How technology is changing legal practices and what law schools can do to prepare students for a new world of practice

How technology is changing law students and how law schools and practice settings can better accommodate this new “millenial” or “digital” generation

How the new market of legal practice is changing the way new lawyers are being trained and how technology can better meet this emerging field

How technology is offering new capabilities for education and training and how law schools and training programs can better accomplish their mission using new technologies

One of the key issues here is how much time a law school should spend teaching students how to master particular technologies (Westlaw, Lexis, Google, MSWord, time management software, etc), versus teaching students how to learn new systems. We live in an age of “fast capitalism,” when innovators are constantly altering business models and a libertarian ethos fuels suspicion of attempts to conserve existing patterns of exchange via governmental intervention. Time invested in learning one particular technology may end up being wasted as lower-cost (or higher-power) rivals displace it. Teaching someone how to use a given system for research or document preparation is at least a relatively straightforward task; teaching someone how to choose among such systems (or learn new systems) is a more difficult one.

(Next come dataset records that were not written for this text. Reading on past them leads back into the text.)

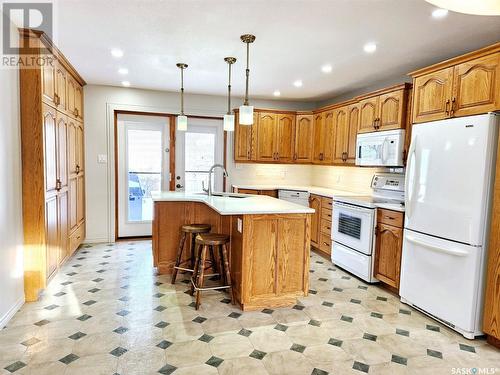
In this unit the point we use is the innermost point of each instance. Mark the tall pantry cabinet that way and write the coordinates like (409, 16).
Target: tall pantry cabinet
(52, 133)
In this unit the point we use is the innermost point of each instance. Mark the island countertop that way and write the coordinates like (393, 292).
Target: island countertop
(235, 205)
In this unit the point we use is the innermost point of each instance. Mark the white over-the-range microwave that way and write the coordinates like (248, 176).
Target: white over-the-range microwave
(380, 148)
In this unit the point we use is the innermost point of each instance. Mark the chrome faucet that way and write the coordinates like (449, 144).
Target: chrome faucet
(209, 190)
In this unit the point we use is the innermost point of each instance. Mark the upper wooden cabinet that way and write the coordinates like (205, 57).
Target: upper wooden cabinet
(324, 142)
(303, 139)
(244, 149)
(462, 86)
(384, 109)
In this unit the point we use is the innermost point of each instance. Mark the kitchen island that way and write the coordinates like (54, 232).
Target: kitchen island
(269, 248)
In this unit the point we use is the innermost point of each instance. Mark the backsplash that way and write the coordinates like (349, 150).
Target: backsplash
(356, 179)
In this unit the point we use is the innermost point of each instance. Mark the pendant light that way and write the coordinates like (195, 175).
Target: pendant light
(229, 117)
(182, 118)
(476, 7)
(246, 111)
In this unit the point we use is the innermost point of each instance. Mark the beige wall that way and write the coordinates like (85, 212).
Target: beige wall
(100, 100)
(11, 230)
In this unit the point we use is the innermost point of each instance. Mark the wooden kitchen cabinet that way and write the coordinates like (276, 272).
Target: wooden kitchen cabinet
(324, 141)
(315, 203)
(50, 145)
(389, 246)
(384, 109)
(463, 86)
(303, 139)
(243, 139)
(266, 136)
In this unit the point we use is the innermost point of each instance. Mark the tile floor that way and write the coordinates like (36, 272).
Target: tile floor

In some future posts, I’ll suggest ways to accomplish it. For now, let me say that Michael Madison’s essay “The Lawyer as Legal Scholar” is one of the best pieces I’ve seen on the integration of law profs traditionally discrete roles as “scholars” and “teachers.” Dedicated scholars’ efforts to navigate the vertiginous realm of scholarly achievement and recognition may just anticipate the flexibility, creativity, and persistence that will be needed by law graduates to succeed in a globalizing economy.